Die quirlige Qualle ist in Quarantäne,
Doch morgens vorm Frühstück putzt sie sich die Zähne,
Und kämmt vor dem Spiegel die wallende Mähne,
Ins hübsche Gesicht fällt ihr eine Strähne.

Die quirlige Qualle ist in Quarantäne,
Doch sie hatte eigentlich so viele Pläne,
Zum Einkauf am Markt mit Sprudelfontäne,
Zum Stadtpark, zum Teich, zum Füttern der Schwäne.

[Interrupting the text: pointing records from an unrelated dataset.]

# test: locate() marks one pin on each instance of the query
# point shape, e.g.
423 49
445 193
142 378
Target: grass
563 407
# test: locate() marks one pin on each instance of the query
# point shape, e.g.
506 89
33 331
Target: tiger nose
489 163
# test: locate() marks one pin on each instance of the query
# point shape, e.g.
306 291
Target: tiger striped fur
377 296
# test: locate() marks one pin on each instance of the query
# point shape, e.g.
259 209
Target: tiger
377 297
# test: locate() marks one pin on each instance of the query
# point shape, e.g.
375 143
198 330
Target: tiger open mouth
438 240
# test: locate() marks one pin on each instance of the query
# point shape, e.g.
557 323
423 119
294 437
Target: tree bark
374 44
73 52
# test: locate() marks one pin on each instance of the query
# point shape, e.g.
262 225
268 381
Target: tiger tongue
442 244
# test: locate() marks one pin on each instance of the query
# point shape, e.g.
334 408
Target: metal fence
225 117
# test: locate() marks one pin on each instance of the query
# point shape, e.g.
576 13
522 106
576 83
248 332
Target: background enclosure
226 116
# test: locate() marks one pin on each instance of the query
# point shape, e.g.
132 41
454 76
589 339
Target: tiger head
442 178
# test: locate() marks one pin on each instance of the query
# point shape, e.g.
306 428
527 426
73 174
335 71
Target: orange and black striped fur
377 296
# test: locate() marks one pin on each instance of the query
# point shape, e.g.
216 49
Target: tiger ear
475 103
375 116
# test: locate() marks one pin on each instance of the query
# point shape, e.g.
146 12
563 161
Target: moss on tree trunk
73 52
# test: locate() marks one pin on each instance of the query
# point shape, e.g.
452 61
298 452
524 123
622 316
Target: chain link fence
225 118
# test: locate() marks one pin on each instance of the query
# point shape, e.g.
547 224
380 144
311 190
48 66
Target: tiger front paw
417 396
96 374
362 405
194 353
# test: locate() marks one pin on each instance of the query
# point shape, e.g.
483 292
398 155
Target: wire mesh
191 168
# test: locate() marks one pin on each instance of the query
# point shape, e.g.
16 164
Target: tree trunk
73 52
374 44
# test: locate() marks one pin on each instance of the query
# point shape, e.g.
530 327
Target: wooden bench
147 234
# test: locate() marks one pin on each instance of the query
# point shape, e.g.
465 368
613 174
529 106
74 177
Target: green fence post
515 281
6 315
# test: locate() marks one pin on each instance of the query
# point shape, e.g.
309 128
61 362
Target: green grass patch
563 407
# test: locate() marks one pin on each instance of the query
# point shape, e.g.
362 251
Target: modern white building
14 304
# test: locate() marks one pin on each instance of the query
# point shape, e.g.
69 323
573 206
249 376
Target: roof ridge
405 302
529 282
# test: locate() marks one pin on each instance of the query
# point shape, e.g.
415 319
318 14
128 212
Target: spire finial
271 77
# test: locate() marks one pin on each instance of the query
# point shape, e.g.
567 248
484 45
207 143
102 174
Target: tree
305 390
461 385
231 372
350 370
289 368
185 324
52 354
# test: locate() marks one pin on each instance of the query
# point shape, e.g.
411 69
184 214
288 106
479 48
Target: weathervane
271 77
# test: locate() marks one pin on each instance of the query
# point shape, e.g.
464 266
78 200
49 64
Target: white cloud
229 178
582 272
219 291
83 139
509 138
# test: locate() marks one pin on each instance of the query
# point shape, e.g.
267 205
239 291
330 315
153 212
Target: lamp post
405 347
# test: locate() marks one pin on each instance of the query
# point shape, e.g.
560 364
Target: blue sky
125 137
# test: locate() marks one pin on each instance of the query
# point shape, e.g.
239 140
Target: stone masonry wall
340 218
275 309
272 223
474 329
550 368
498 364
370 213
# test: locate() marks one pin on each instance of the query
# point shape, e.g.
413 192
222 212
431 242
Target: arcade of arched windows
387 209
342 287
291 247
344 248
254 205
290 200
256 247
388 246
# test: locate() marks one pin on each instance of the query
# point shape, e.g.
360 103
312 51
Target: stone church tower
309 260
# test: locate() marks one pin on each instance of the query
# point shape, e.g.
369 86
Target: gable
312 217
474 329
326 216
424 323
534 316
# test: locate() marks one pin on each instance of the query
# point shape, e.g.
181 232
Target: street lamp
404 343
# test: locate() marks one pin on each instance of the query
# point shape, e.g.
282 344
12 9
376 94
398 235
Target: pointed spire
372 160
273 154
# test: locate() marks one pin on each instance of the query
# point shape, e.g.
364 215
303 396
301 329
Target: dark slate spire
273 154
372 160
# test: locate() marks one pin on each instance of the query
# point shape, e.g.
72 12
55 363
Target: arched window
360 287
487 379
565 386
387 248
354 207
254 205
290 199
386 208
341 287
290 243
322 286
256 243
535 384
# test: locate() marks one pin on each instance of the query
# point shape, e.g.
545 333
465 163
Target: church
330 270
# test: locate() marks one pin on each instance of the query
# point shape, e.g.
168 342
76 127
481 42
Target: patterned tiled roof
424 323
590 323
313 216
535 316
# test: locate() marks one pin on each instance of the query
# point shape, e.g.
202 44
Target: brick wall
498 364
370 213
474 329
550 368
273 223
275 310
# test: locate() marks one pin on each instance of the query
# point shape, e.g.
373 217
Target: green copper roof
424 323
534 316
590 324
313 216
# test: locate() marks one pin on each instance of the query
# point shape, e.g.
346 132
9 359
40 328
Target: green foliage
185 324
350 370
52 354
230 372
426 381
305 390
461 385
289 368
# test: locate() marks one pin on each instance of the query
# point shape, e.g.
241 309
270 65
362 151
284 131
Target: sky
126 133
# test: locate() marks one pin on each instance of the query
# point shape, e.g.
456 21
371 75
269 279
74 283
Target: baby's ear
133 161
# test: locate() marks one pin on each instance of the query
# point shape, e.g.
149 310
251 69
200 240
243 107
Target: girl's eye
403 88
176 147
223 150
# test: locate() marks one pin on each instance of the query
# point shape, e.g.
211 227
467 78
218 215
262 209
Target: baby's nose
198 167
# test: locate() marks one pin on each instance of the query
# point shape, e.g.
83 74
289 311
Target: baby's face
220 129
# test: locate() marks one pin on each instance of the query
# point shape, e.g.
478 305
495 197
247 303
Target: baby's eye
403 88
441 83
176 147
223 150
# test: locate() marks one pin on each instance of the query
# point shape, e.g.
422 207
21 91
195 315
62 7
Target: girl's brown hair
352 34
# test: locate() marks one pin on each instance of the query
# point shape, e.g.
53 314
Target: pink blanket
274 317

Die quirlige Qualle ist in Quarantäne,
Doch wäre sie gerne am Fluss, auch alleene,
Dort trieben die Bötchen, im Hafen die Kräne,
Die drehten sich rastlos und füllten Lastkähne.

Jetzt steht sie am Fenster und kriegt ’ne Migräne,
Am Baum klopft ein Specht, es fliegen die Späne,
Sie blickt auf die Uhr und verdrückt eine Träne,
Zwei Wochen sind um, adieu Quarantäne.

Sie freut sich und jubelt und springt auf die Beene,
Die quirlige Qualle war in Quarantäne,
Bevor ich’s vergesse und hier nicht erwähne
Die quirlige Qualle war in Quarantäne.